Tim Lang

Tim Lang

Tim Lang of City University, a panellist at last week’s City Food Lecture, told the organic industry it is letting down poorer consumers by concentrating too much effort on selling to UK supermarkets.

Lang was responding to Soil Association policy director Lord Peter Melchett, who told the audience that supermarkets have been extremely successful in increasing sales of organic food. Melchett added, however, that “five out of 10 organic shoppers prefer not to buy their [organic] food from a supermarket”.

More than 50 per cent of lower income consumers buy organic produce, many through box schemes and farmers’ markets, claimed Melchett. “It needn’t be more expensive than non-organic food, [as it is] in supermarkets,” he admitted.

Lang said: “People on low incomes aspire to eat just as well as everyone else. At the moment, the organic movement does not take low income [consumers] seriously.

“Slowly, inexorably, the movers and shakers in national and international food policy are having to recognise that environmental issues are are just not going away, any more than is the awkward evidence about public health and food.

“Issues such as climate change, water scarcity and fuel-dependency are now central. But as this new agenda emerges, we must not jettison the equally strong evidence about social inequalities or the case for injecting social justice into food policy,” said Lang.

“The rich world has had a half century of abundant food, endless choice and everyday lower prices, but that paradigm is coming to an end.
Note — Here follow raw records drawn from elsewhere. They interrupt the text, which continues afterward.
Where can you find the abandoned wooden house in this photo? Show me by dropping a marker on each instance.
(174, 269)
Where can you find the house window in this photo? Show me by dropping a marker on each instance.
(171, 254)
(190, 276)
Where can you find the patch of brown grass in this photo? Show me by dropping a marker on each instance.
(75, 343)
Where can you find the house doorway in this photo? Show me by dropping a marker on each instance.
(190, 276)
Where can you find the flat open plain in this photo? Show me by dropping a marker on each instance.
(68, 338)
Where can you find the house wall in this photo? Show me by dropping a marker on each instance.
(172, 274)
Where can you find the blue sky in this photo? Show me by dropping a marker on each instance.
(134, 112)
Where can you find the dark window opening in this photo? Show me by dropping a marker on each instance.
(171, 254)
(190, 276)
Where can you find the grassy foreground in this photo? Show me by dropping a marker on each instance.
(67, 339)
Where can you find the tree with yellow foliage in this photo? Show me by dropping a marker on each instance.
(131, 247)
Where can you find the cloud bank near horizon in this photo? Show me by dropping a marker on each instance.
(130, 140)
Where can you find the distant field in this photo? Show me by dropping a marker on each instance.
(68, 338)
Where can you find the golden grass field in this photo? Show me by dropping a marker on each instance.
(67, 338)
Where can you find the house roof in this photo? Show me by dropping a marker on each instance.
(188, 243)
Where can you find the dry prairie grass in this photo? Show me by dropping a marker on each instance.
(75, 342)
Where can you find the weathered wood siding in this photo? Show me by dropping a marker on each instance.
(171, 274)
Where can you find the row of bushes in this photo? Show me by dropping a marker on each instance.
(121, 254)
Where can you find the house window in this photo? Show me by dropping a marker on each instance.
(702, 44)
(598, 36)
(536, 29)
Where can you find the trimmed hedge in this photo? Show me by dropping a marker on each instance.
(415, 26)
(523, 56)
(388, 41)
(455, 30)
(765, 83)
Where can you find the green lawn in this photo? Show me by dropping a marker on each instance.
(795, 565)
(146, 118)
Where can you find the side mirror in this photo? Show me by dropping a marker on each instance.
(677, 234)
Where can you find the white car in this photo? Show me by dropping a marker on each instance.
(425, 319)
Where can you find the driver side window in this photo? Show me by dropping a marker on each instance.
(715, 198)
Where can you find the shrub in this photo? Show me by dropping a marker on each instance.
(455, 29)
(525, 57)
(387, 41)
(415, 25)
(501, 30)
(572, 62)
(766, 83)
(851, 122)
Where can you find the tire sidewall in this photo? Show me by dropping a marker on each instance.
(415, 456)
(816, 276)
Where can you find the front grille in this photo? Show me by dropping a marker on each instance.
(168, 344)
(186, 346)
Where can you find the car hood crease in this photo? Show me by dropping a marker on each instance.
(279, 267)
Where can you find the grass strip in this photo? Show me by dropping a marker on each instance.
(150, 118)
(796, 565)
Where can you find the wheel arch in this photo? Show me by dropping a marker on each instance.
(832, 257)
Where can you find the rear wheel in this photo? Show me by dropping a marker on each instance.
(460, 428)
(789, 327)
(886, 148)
A new framework is emerging. The question is whether business embraces and participates in this new agenda or denies it and adds to confusion.”

Another panelist, Waitrose chairman Sir Stuart Hampson, pointedly defended his chain’s policy and countered: “We must educate consumers that good food does not cost less. Good food costs more, but it is worth the difference. Supermarkets have a huge role to play in that.”